El ELA es un habla; algo a que se alude en la conversación pero una vez se examina, no está. Es alternativa de status desconocida y a la vez tradición conocida, o un nombre que se le puso a una continuidad de lo existente.
Perdurable catch-phrase publicitaria, el ELA sirvió para engañar a muchos puertorriqueños con la «convención constituyente», el referéndum y el relato de un pacto con Washington y, más aún, a la ONU —era lo que principalmente se buscaba— para detener las denuncias contra el colonialismo y la represión criminal que Estados Unidos llevaba a cabo.
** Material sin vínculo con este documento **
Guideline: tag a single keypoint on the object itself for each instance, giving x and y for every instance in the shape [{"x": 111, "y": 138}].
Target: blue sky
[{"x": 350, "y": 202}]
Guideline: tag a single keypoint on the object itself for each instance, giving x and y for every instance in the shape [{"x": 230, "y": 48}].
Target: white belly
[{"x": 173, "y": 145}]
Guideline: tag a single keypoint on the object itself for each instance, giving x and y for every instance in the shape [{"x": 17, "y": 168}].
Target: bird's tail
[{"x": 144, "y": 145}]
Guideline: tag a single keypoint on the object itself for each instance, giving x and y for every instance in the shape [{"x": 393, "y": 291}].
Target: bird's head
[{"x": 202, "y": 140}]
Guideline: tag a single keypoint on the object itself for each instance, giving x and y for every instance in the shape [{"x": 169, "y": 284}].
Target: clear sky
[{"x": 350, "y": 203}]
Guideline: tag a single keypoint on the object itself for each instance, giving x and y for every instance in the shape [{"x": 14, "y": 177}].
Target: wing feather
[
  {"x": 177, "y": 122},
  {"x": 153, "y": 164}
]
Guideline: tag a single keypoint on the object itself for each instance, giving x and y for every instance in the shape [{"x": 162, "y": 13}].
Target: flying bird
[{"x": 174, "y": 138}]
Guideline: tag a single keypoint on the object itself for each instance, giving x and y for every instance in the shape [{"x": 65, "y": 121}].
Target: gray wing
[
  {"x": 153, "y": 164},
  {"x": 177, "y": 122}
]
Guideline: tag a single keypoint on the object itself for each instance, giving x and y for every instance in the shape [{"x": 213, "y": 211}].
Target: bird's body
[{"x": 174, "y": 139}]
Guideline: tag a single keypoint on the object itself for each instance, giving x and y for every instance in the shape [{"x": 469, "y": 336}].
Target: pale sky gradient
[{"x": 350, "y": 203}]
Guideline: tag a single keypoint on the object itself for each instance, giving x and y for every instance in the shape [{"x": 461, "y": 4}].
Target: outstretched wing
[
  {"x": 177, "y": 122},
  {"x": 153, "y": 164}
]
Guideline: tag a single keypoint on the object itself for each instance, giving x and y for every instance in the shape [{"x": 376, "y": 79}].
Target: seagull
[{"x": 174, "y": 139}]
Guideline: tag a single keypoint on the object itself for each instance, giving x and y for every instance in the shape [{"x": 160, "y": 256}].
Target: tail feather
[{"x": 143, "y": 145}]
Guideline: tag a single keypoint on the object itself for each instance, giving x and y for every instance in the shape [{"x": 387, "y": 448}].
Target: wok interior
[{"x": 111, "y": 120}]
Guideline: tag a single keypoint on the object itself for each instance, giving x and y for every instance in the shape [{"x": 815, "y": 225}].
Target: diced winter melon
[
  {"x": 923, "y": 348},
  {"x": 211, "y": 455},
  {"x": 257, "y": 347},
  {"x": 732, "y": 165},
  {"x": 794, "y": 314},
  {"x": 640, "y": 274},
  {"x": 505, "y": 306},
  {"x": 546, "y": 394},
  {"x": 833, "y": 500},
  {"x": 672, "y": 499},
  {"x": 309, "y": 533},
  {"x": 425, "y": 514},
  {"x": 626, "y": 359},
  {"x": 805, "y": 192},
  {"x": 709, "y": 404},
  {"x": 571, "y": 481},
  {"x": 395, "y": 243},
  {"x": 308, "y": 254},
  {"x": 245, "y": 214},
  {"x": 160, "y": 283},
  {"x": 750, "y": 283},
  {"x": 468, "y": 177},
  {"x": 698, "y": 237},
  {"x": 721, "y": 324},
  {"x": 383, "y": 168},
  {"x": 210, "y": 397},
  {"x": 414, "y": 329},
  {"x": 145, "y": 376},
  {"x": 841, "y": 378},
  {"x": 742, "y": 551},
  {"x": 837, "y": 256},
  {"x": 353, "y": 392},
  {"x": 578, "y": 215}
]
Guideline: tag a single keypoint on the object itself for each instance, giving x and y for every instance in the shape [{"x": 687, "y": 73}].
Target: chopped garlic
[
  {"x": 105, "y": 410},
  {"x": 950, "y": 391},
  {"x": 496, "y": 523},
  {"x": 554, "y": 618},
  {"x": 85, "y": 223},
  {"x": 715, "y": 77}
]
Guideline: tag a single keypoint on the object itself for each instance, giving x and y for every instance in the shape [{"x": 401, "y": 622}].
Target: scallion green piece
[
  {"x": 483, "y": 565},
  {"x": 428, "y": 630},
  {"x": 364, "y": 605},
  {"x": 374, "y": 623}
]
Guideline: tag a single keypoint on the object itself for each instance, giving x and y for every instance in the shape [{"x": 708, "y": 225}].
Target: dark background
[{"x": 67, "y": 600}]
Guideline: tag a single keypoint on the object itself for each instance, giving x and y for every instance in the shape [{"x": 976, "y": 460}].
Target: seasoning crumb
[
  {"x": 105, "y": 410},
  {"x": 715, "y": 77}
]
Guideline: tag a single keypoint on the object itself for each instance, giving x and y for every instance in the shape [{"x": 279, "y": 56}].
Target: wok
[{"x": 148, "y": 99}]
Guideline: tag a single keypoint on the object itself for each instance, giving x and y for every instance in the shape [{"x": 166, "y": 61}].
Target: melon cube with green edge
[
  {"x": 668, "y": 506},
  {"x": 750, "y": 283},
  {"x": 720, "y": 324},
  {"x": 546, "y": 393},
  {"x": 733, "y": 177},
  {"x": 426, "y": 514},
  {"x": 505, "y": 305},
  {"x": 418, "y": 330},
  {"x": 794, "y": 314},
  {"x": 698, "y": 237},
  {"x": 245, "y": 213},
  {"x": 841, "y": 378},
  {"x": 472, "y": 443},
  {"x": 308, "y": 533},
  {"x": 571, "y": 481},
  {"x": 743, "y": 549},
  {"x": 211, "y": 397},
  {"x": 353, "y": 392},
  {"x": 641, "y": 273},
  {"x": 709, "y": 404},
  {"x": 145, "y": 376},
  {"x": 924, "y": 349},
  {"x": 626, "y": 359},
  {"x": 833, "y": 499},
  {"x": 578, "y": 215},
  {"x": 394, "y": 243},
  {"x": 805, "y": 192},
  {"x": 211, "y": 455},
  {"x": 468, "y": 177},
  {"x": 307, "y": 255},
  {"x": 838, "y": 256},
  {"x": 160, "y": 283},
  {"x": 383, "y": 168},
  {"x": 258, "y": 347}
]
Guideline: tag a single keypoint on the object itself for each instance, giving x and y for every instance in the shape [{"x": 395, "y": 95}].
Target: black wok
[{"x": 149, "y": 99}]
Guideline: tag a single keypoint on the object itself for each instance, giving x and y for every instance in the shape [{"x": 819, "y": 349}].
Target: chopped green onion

El mito del ELA pareció decir: eso que ustedes han logrado, esa buena gestión puertorriqueña de gobierno, de administración, educación, crecimiento económico y demás, ¡eso es el ELA! Sin embargo esa gestión había empezado antes. El ELA añadió el importante elemento visual de la bandera de Puerto Rico.
Instancias socialmente progresistas que a veces se atribuyen al ELA habían sido gestionadas bajo Rexford Tugwell, gobernador norteamericano de inclinación socialdemócrata: legislación social, monopolios de estado de electricidad y agua, educación en español, intentos de planificación y de formar instituciones del país. En comparación con ese último administrador americano, destacan la irresponsabilidad, el desorden y el pobre criterio de los gobiernos puertorriqueños posteriores.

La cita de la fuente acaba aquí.